La Tunisie endeuillée commémore son indépendance après l'attentat du musée

20 mars 2015 à 11h47 par La rédaction

Tunis (AFP)

La Tunisie commémore vendredi son indépendance dans le deuil deux jours après l'attentat, revendiqué par le groupe Etat islamique, contre des touristes au musée du Bardo à Tunis, dont les auteurs se sont entraînés en Libye selon les autorités.

Le président Béji Caïd Essebsi doit de nouveau s'adresser à la nation à l'occasion du 59e anniversaire de l'indépendance après avoir promis une lutte "sans pitié contre le terrorisme".

Selon des journalistes de l'AFP, une centaine de personnes ont manifesté "contre le terrorisme" dans la matinée dans le centre-ville de Tunis et quelques centaines sur l'île de Djerba (sud), haut lieu du tourisme balnéaire, alors que l'attaque contre le plus prestigieux musée du pays a porté un coup au tourisme.

Le ministre français de l'Intérieur Bernard Cazeneuve, qui doit être reçu par le président Essebsi, a affirmé à son arrivée à Tunis qu'"il faut que tous ceux qui cherchent à atteindre (...) nos valeurs de liberté, de tolérance et de vivre-ensemble sachent que nous serons ensemble dans le combat contre toutes les formes de barbarie, de terrorisme".
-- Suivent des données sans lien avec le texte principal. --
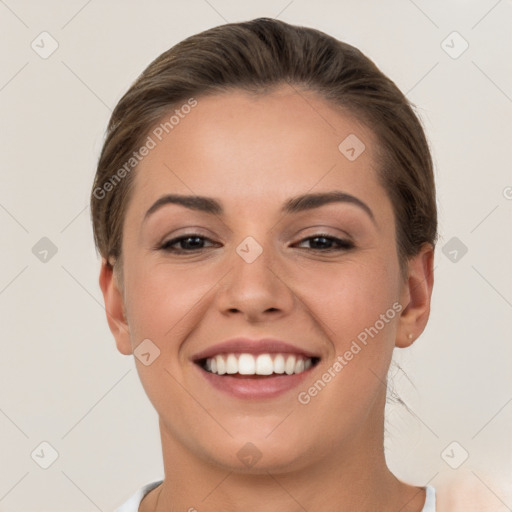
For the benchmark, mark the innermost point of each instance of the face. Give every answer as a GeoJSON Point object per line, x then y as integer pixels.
{"type": "Point", "coordinates": [320, 275]}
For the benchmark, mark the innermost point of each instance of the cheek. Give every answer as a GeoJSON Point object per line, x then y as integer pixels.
{"type": "Point", "coordinates": [161, 299]}
{"type": "Point", "coordinates": [351, 296]}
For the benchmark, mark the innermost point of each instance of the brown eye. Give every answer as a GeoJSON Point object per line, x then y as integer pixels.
{"type": "Point", "coordinates": [327, 243]}
{"type": "Point", "coordinates": [186, 243]}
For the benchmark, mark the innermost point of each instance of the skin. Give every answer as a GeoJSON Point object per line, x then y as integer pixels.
{"type": "Point", "coordinates": [252, 153]}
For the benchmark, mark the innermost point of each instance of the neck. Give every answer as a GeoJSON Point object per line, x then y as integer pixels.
{"type": "Point", "coordinates": [353, 477]}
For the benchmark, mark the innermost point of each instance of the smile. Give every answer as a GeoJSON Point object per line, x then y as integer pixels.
{"type": "Point", "coordinates": [262, 364]}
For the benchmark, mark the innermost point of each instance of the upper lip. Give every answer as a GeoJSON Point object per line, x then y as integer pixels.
{"type": "Point", "coordinates": [249, 346]}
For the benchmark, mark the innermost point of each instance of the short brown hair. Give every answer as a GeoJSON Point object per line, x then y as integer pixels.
{"type": "Point", "coordinates": [256, 56]}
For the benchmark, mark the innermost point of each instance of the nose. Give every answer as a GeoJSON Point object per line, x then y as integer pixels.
{"type": "Point", "coordinates": [257, 290]}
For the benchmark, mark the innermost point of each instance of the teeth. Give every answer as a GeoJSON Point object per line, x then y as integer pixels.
{"type": "Point", "coordinates": [263, 364]}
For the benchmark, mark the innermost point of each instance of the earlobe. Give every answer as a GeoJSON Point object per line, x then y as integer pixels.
{"type": "Point", "coordinates": [415, 297]}
{"type": "Point", "coordinates": [114, 308]}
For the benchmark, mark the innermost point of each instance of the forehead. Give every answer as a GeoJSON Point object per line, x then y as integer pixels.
{"type": "Point", "coordinates": [256, 149]}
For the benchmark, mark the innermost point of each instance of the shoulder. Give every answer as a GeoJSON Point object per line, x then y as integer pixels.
{"type": "Point", "coordinates": [472, 491]}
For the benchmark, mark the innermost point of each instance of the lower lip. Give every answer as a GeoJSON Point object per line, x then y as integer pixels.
{"type": "Point", "coordinates": [255, 388]}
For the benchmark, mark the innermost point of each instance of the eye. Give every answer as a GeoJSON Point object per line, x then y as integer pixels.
{"type": "Point", "coordinates": [191, 242]}
{"type": "Point", "coordinates": [326, 243]}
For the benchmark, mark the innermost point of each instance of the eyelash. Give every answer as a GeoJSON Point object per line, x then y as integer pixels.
{"type": "Point", "coordinates": [343, 245]}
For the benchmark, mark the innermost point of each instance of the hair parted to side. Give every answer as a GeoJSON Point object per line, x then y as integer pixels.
{"type": "Point", "coordinates": [256, 56]}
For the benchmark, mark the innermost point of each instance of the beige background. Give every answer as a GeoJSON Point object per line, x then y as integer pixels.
{"type": "Point", "coordinates": [62, 380]}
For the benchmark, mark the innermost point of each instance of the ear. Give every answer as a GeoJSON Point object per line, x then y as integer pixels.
{"type": "Point", "coordinates": [114, 308]}
{"type": "Point", "coordinates": [415, 297]}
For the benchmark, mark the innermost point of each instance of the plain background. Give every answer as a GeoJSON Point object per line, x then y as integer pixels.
{"type": "Point", "coordinates": [63, 381]}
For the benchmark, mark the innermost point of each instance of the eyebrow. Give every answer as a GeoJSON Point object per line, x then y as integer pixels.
{"type": "Point", "coordinates": [296, 204]}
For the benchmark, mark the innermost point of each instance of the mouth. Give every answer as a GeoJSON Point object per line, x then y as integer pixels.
{"type": "Point", "coordinates": [255, 369]}
{"type": "Point", "coordinates": [263, 365]}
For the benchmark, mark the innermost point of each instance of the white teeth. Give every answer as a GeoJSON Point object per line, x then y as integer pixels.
{"type": "Point", "coordinates": [262, 364]}
{"type": "Point", "coordinates": [221, 365]}
{"type": "Point", "coordinates": [279, 363]}
{"type": "Point", "coordinates": [231, 364]}
{"type": "Point", "coordinates": [246, 364]}
{"type": "Point", "coordinates": [289, 367]}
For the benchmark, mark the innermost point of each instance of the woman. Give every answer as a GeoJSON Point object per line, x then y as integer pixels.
{"type": "Point", "coordinates": [265, 209]}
 Revendiquée par l'EI, l'attaque sans précédent depuis la révolution de janvier 2011 a coûté la vie à 20 touristes étrangers et un policier tunisien.Un troisième Français a été identifié et l'identité de trois des 20 victimes doit encore être déterminée, selon le ministère tunisien de la Santé.

 

- 'Cellules dormantes' -

Les deux assaillants, qui ont tiré à la Kalachnikov sur les touristes alors qu'ils descendaient de leurs autocars, se sont formés au maniement des armes en Libye, selon le secrétaire d'Etat tunisien aux affaires sécuritaires Rafik Chelly.

Il s'agit de "deux éléments extrémistes salafistes takfiris.Ils ont quitté clandestinement le pays en décembre dernier pour la Libye et ont pu s'y former aux armes", a-t-il dit à la chaîne privée AlHiwar Ettounsi.

Le terme "takfiri" signifie littéralement "celui qui lance des anathèmes" contre les personnes ne partageant pas ses croyances, mais est en général utilisé pour désigner les groupes jihadistes ou islamistes radicaux sunnites.

Les deux assaillants, tués par les forces de sécurité, étaient "des éléments suspects" faisant partie "de ce qu'on appelle les cellules dormantes (...) et dont nous savons qu'ils peuvent mener des opérations mais il faut rassembler les indices pour pouvoir mener une arrestation", selon M. Chelly.

L'un d'eux, Yassine Abidi, avait été arrêté avant son départ en Libye, a-t-il ajouté.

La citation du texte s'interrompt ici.